Nel presentare Severi, Saverio Tutino lo inscrive nella categoria degli "scriventi", escludendolo, almeno per il momento, da quella ben più prestigiosa degli "scrittori". Non si tratta, va detto subito, di una valutazione, piuttosto di un imbarazzo di fronte a un libro che si fa fatica a definire, a inquadrare in un genere letterario. Saggio? Per quanto "231 giorni" abbia molto da dire e da insegnare sulla realtà carceraria nella nostra società, sulla varia umanità e la disperazione che popola le prigioni, non può essere inserito tra gli studi di sociologia o di antropologia. Romanzo? Certamente no, malgrado la narrazione e la lingua dell'autore raggiungano in certi passi un'alta espressività. E allora di che si tratta?

Di un diario. Uno dei 150/200 diari che ogni anno approdano a Pieve Santo Stefano, un paese dell'alta Valtiberina, dove ha sede dall'85 l'Archivio diaristico nazionale. Migliaia di pagine che "gente comune" tira fuori dal cassetto per farle leggere a qualcuno. Epistolari, raccolte di ricordi e di appunti scritti per un uso strettamente privato.
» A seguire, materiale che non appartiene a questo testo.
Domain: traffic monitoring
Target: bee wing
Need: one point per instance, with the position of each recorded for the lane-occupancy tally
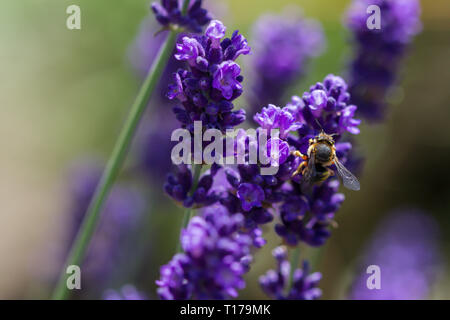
(349, 180)
(310, 173)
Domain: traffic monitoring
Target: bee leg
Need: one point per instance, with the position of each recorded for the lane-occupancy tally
(330, 172)
(299, 154)
(300, 168)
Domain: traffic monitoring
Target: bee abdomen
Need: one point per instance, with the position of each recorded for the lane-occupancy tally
(323, 152)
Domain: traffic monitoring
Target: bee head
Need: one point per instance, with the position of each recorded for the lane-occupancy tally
(323, 137)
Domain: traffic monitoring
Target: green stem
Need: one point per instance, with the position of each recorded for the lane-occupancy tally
(114, 164)
(189, 212)
(295, 257)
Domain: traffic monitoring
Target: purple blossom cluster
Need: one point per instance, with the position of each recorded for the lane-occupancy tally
(405, 247)
(215, 258)
(244, 194)
(169, 13)
(303, 216)
(119, 219)
(207, 89)
(206, 92)
(283, 44)
(275, 282)
(379, 52)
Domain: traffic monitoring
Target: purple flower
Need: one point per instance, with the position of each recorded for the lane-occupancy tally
(238, 46)
(283, 150)
(273, 117)
(378, 53)
(168, 12)
(215, 32)
(283, 45)
(176, 89)
(212, 82)
(127, 292)
(275, 282)
(224, 79)
(405, 247)
(347, 120)
(189, 49)
(215, 258)
(304, 216)
(251, 195)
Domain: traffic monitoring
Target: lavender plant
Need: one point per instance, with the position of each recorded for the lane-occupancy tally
(283, 44)
(275, 283)
(256, 199)
(378, 53)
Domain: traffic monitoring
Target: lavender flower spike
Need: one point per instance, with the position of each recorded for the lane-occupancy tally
(168, 12)
(215, 258)
(275, 282)
(379, 52)
(206, 91)
(283, 44)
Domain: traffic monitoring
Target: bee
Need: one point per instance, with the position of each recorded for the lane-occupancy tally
(322, 154)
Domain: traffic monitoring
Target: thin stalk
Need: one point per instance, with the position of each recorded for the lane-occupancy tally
(114, 164)
(189, 212)
(295, 257)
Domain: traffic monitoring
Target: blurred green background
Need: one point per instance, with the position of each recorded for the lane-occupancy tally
(65, 94)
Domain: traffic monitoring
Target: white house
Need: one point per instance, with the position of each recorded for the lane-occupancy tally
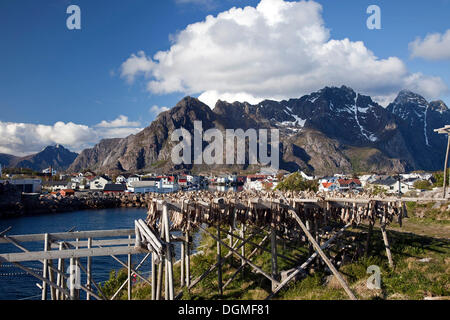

E' tra queste storie personali che nasce "231 giorni".



I giorni che il titolo conta sono quelli trascorsi dall'autore nel carcere di R., città sulla riviera romagnola, non specificata, ma facilmente identificabile. Dopo più di tre anni passati in comunità a "Sanpa" (che sta per San Patrignano), il Severi viene tradotto in galera per una colpa non ben precisata. Qui inizia il viaggio intorno a una cella, testimonianza e cronaca di una delle esperienze più distruttive per un individuo e che quasi miracolosamente si conclude in maniera positiva.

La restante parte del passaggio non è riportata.